From the utilitarian standpoint the architect of hotels has unquestionably succeeded. The latest hotels are admirably planned; and a good plan cannot result in an elevation entirely bad. One might say, indeed, that a good plan implies an elevation good in, at any rate, elementals. Save that bedrooms are seldom sound-proof, and that they are nearly always too long for their breadth (the reason is obvious), not much fault can be found with the practical features of the newest hotel architecture. In essential matters hotel architecture is good. You may dissolve in ecstasy before the façade of the Chateau de Chambord; but it is certainly the whited sepulchre of sacrificed comfort, health, and practicability. There also, but from a different and a less defensible cause, and to a different and not a better end, the importance of the main front rides roughly over numerous other considerations. In skilful planning no architecture of any period equals ours; and ours is the architecture of grand hotels.

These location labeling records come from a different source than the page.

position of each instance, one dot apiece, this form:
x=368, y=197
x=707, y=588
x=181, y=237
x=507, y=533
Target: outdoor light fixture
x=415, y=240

The beholder, before abruptly condemning that uniformity of feature which is the chief characteristic of the hotel on the landscape, must reflect that this is the natural outer expression of the spirit and needs of the hotel, and that it neither can be nor ought to be disguised. It is of the very essence of the building. It may be very slightly relieved by the employment of certain devices of grouping—as some architects in the United States have shown—but it must remain patent and paramount; and the ultimate beauty of more advanced styles will undoubtedly spring from it and, in a minor degree, from the other inner conditions to which I have referred. And even when the ultimate beauty has been accomplished the same thing will come to pass as has always come to pass in the gradual progress of schools of architecture. The pendulum will swing too far, and the best critics of those future days will point to the primitive erections of the early twentieth century and affirm that there has been a decadence since then, and that if the virtue of architecture is to be maintained inspiration must be sought by returning to the first models, when men did not consciously think of beauty, but produced beauty unawares!

It was ever thus.

The salvation of hotel architecture, up to this present, is that the grand hotel on the landscape, in nineteen cases out of twenty, is remuneratively occupied only during some three or four months in the year. Which means that the annual interest on capital expenditure must be earned in that brief period. Which in turn means that architects have no money to squander on ornament in an age notorious for its bad ornament. If the architect of the grand hotel were as little disturbed by the question of dividends as Francis the First was in creating his Chambord and other marvels, the consequences might have been offensive even to the sympathetic eye.

Meanwhile, in Switzerland, the hotel architect may flatter himself that he has suddenly given architecture to a country which had none. This is a highly curious phenomenon. “Next door” to the grand hotel which so surprised me in the twilight is another human habitation, fairly representative of all the non-hotel architecture on the Swiss countryside. It is quaint, and it would not hurt a fly. But surely the grand hotel is man’s more fitting answer to the challenge of the mountains?